Innovatie in kunstonderzoek komt forensische opsporing te hulp

Een techniek die werd ontwikkeld om chemische elementen te detecteren in schilderijen en andere kunstvoorwerpen blijkt ook van belang voor forensisch onderzoek. Een onderzoeksteam van de Universiteit van Amsterdam (UvA), het Nederlands Forensisch Instituut (NFI), de TU Delft en het Rijksmuseum laat zien hoe de techniek verborgen schotresten en biologische sporen aan het licht kan brengen.
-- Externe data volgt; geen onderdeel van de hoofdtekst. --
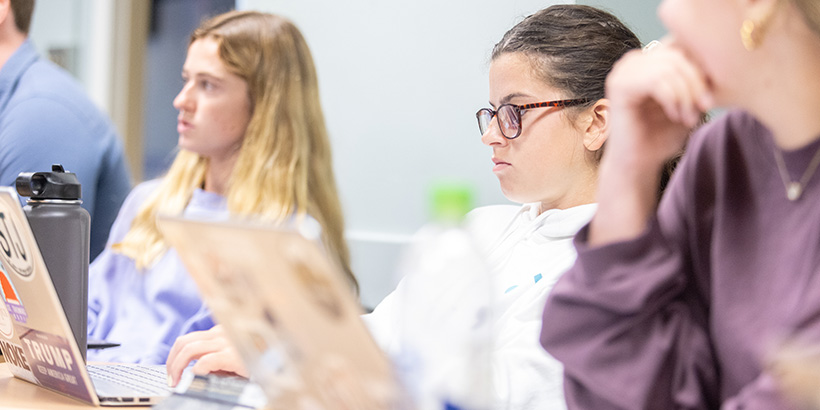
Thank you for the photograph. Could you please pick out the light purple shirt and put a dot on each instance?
(684, 316)
(145, 311)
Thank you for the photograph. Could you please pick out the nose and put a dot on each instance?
(183, 100)
(492, 136)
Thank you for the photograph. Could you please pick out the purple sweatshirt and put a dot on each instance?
(684, 316)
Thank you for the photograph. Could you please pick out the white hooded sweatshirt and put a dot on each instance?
(526, 251)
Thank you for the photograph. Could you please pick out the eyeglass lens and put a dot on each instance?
(508, 119)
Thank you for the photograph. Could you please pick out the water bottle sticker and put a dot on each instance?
(13, 304)
(14, 252)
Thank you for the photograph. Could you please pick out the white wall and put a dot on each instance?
(400, 84)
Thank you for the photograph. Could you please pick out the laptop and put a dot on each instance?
(290, 314)
(35, 337)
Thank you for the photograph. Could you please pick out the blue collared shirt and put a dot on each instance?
(46, 118)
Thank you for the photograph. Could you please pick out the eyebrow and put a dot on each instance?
(203, 74)
(507, 98)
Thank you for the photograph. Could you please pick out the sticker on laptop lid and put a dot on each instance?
(11, 299)
(14, 252)
(53, 363)
(16, 360)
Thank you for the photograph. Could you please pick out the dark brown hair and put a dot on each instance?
(571, 47)
(22, 10)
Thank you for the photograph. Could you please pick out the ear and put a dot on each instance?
(597, 125)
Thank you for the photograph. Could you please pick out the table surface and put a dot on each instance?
(16, 394)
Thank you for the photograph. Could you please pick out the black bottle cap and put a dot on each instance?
(56, 184)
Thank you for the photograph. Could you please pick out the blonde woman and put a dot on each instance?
(253, 144)
(678, 306)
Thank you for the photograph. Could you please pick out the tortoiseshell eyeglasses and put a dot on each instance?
(509, 115)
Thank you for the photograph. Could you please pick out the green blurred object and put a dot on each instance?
(451, 200)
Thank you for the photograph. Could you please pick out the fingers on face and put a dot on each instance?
(667, 76)
(680, 86)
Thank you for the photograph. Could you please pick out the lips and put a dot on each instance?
(500, 165)
(183, 125)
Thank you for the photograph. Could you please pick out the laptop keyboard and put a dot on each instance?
(142, 380)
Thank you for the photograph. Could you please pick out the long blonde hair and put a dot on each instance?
(284, 167)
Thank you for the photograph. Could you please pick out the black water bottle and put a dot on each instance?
(62, 229)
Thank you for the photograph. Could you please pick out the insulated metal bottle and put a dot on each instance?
(62, 229)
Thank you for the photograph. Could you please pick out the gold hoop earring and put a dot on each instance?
(748, 35)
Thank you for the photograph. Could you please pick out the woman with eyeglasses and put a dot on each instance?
(547, 128)
(684, 304)
(252, 145)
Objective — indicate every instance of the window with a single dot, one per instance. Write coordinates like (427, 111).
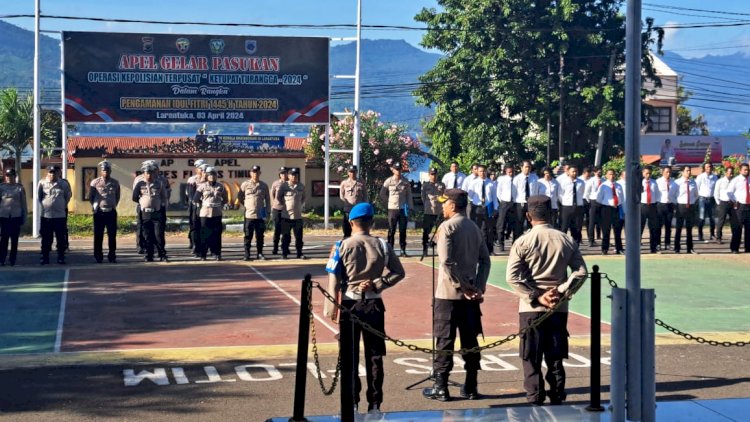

De forensische innovatie is gebaseerd op MA-XRF, een Engelse afkorting voor scanning macro röntgen fluorescentie spectroscopie. Die techniek werd ontwikkeld voor onderzoek aan schilderijen en andere kunstobjecten. De röntgenstraling dringt door tot in onderliggende verflagen en kan zo verborgen schilderingen zichtbaar maken. Dat biedt fascinerende mogelijkheden voor kunsthistorische studies. Bij het nu gepresenteerde onderzoek is de MA-XRF techniek met succes gebruikt om verborgen biologische sporen (bloed, sperma, urine en zweet) en schotresten aan te tonen. Hierbij wordt gebruik gemaakt van het gegeven dat deze sporen vaak specifieke combinaties van chemische elementen bevatten, die de MA-XRF techniek kan aantonen. Dit biedt nieuwe opties bij sporenonderzoek op kledingstukken die vanwege een donkere kleur of sterke fluorescentie minder goed met traditionele methodes zijn te onderzoeken.

Verborgen sporen

De methode is daarbij goed te combineren met DNA-onderzoek. Ook biedt de techniek interessante mogelijkheden in onderzoek van verouderde, kwalitatief matige of gecontamineerde forensische sporen, en van sporen die al dan niet opzettelijk zijn verborgen. Met MA-XRF is het bijvoorbeeld mogelijk om via de detectie van lood een kogelinslag in een muur of wandpaneel waar te nemen, zelfs als deze inslag met meerdere verflagen werd bedekt.                           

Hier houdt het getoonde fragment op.